Prime Minister Hun Sen has congratulated the Koreas on holding joint Winter Games, welcoming the move as a step towards peace.
He also criticized other foreign powers, who he said had not supported the decision.
While the United States has appeared to endorse the engagement, it has also said sanctions against the north must be intensified to push the regime towards negotiations to end its nuclear weapons program.
In a speech to graduates in Phnom Penh, Hun Sen said Cambodia’s stance was to call for further engagement.
“When the situation is hot, [you all] jointly curse, but when it calms down, you all keep silent. But Cambodia wants to congratulate the step forwards of the two Koreas, who are brothers. The attitude shows the desire to compromise despite different political regime,” he said.
“I think all the superpower countries and not only the superpower countries should congratulate and encourage the two Koreas cooperate with each other,” he added.
Arend Zwartjes, U.S. Embassy spokesman, declined to comment.
On Monday, Mike Pence, U.S. vice president, was quoted by the Washington Post as saying that Washington was ready to engage in talks over North Korea's nuclear program.
Japan and Singapore this week agreed to cooperate to prevent North Korea from evading U.N. Security Council sanctions.
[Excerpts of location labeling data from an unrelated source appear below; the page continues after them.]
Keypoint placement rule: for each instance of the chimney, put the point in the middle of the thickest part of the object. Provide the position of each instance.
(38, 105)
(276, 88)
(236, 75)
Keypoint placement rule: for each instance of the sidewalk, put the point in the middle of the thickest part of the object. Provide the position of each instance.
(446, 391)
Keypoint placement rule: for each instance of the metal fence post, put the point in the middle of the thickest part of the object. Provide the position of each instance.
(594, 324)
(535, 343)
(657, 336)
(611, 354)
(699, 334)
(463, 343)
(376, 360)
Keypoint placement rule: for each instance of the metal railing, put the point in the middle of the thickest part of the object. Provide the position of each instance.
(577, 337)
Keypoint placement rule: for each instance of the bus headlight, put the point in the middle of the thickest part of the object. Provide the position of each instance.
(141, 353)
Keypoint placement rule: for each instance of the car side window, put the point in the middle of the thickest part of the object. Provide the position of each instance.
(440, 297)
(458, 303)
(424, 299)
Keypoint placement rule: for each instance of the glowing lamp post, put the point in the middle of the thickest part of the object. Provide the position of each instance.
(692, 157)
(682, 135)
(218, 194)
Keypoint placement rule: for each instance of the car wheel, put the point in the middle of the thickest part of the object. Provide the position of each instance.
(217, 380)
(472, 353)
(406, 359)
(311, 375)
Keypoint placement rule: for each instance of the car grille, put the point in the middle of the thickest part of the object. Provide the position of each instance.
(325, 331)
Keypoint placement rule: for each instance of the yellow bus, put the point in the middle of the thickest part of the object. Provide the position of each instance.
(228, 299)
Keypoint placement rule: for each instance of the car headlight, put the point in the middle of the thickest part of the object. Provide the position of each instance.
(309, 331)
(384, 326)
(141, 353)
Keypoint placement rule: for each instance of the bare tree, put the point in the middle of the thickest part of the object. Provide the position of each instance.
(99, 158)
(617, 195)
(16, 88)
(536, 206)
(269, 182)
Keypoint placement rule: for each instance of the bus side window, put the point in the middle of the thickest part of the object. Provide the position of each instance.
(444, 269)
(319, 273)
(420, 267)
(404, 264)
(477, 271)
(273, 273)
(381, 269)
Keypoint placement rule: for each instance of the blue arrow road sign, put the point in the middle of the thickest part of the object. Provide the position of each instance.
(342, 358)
In September, Cambodia condemned North Korea’s nuclear program and called on the regime to respect U.N. Security Council resolutions to cease nuclear tests.
Paul Chambers, a lecturer at the College of ASEAN Community Studies, Naresuan University, in Thailand, said ASEAN can and should have a voice on the North Korea issue through the ASEAN Regional Forum (ARF), which has worked to diminish political tensions between Asian states in the past.
“Indeed ASEAN should now promote the resolution of the Koreas dispute through ARF, first because ARF has been successful in the past, and second because by suggesting ARF to the two parties, it advertises ASEAN as a credible facilitator of peace,” he said in an email.